The article discusses the meaning of the poem The Book of the Duchess by Geoffrey Chaucer, which is considered as a multi-layered structure. Traditionally popular topics in Chaucerian studies related to this work are those that involve discussion of questions about the validity of the publishers’ choice of one of the surviving titles for the poem, about the correlation of the images of the main characters, including the Dreamer, in the plot and narrative, about the motivation for the two-part type of composition (The Proemium and The Dream) and the function of using in the plot of the retelling from Ovid’s Metamorphoses (the story of Ceyx and Alcyone), and finally, about the connection of this retelling with the “Boethian” poems of Guillaume de Machaut. The author of the article consistently touches on the essence of the listed issues, in order to finally present his own concept of the form and meaning of Chaucer’s early poem. In particular, the primacy of the image of the lady lost by the knight is questioned.
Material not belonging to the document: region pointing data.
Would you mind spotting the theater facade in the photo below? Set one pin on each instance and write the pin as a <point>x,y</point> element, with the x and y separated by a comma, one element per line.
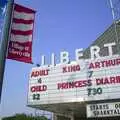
<point>86,88</point>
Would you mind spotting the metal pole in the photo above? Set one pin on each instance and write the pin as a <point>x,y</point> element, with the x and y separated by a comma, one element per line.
<point>4,41</point>
<point>115,26</point>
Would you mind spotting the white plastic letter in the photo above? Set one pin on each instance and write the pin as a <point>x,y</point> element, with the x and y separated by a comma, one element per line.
<point>42,60</point>
<point>109,45</point>
<point>79,54</point>
<point>64,57</point>
<point>53,59</point>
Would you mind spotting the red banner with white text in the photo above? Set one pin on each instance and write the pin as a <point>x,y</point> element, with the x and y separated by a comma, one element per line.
<point>21,35</point>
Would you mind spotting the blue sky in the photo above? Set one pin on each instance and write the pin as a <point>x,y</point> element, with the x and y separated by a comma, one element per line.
<point>59,25</point>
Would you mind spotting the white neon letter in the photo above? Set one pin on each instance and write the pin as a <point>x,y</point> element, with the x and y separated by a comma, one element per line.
<point>94,50</point>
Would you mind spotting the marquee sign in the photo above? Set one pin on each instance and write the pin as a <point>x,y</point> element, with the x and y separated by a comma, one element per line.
<point>84,80</point>
<point>103,110</point>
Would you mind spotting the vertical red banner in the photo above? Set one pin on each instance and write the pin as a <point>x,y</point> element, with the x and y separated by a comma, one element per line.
<point>21,36</point>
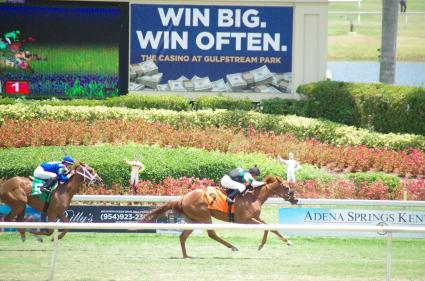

The author of the article proposes to consider the structure of the work as a voluminous, multi-layered object, under the outer layer of which (the praising of the queen stolen by Fortune, whose prototype was Blanche the Duchess of Lancaster) there is a layer with a focus on the complaining knight (and the implicit function inherent in the elements of this layer of praising this knight for his courtliness, education, and qualities of a lover), which, in turn, hides the third layer, the semantic core of which is in the theme of Chaucer’s own competition with Guillaume de Machaut and Ovid in the realm of poetic fantasies.